Na zakończenie zjedliśmy obiad w Manfredonii, odbyliśmy spacer po mieście, w czasie którego skosztowaliśmy włoskich lodów na deser. Był również czas na zakup pamiątek i upominków dla rodzin.
Wieczorem na wszystkich uczestników Projektu czekała pożegnalna kolacja, przygotowana przez nauczycieli i rodziców. Byliśmy pod wrażeniem wielkiej gościnności i serdeczności włoskich przyjaciół. Wszyscy uczestnicy Projektu Erasmus+ otrzymali certyfikaty uczestnictwa, a także wspaniałe upominki- ręcznie zdobione talerze, Wieczór upłynął na wspólnych tańcach, śpiewach- w tym na wykonaniu tradycyjnych piosenek i tańców ze wszystkich krajów uczestniczących w Projekcie. Gospodarze pożegnali nas wspaniałym tortem, pięknie udekorowanym motywami Projektu i pożegnaniem w każdym języku. Nie sposób było się nie wzruszyć, patrząc na to, w jaki sposób zintegrowały się ze sobą wszystkie dzieci. Okazało się, że dla prawdziwych przyjaźni nie istnieją żadne bariery.

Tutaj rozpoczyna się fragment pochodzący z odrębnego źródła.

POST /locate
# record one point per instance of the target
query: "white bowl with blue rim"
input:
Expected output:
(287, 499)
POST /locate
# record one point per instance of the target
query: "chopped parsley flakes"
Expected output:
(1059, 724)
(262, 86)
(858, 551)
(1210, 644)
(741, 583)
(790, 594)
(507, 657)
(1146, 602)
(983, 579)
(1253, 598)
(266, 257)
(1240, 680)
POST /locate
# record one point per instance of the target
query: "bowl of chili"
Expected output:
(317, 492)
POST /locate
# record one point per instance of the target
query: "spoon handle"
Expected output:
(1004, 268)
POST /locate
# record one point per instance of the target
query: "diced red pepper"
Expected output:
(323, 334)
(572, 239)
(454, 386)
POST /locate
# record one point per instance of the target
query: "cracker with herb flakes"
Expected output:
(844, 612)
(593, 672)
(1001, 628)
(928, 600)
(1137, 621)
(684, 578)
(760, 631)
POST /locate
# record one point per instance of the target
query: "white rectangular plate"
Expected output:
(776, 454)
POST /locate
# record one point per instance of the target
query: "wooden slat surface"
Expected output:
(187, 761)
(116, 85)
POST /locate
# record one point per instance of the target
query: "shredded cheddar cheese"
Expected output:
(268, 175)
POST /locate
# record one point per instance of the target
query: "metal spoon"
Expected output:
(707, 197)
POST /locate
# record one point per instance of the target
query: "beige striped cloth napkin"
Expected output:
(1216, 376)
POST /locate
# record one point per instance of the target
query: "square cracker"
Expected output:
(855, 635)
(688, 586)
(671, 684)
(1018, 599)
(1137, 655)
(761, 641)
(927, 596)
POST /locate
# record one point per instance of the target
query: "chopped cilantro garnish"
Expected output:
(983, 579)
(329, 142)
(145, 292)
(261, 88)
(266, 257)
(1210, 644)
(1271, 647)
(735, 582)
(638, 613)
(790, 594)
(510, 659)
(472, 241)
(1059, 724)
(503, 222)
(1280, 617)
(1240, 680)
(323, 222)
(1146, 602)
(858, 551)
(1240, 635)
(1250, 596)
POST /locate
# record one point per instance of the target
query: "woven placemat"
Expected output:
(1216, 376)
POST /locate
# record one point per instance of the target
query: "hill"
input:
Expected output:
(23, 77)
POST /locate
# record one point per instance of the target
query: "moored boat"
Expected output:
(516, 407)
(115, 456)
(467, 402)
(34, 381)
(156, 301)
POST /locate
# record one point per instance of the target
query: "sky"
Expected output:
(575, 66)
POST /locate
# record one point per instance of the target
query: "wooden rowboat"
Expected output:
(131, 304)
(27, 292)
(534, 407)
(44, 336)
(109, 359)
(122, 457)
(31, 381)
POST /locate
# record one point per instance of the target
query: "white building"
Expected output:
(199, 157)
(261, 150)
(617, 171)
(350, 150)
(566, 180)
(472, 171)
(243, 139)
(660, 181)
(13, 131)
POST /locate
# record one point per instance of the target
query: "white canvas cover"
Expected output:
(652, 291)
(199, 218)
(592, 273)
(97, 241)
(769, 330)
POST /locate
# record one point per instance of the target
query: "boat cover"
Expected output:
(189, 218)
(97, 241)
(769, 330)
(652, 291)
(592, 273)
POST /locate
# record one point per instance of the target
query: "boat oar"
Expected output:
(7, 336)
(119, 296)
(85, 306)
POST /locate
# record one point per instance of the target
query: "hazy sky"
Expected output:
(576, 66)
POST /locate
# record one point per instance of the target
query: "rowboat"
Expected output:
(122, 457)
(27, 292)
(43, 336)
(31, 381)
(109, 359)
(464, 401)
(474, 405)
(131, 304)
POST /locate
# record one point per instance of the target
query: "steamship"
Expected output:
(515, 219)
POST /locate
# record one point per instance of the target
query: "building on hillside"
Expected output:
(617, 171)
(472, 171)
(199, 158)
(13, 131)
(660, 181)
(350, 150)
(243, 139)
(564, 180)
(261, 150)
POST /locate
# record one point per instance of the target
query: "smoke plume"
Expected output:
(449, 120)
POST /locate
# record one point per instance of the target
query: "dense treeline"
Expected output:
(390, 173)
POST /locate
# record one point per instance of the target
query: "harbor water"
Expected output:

W sobotę, bardzo wczesnym rankiem, bo tuż po czwartej, pożegnaliśmy gościnne San Marco in Lamis i rodziny, z którymi nasi uczniowie bardzo zżyli się przez te kilka dni pobytu. O 10.35 odlecieliśmy samolotem i tuż przed trzynastą powitała nas mglista i chłodna polska aura. Jak to dobrze że rozgrzało nas powitanie naszych stęsknionych Rodziców i Rodzin.
Dobrze być znów w domu i swojej szkole, choć Włoch i włoskich przyjaciół nigdy nie zapomnimy.
Uczennice spędziły ten tydzień pod opieką Pani Dyrektor Elżbiety Głodek oraz Pani Alicji Soszki i Pani Ewy Karczmarczyk.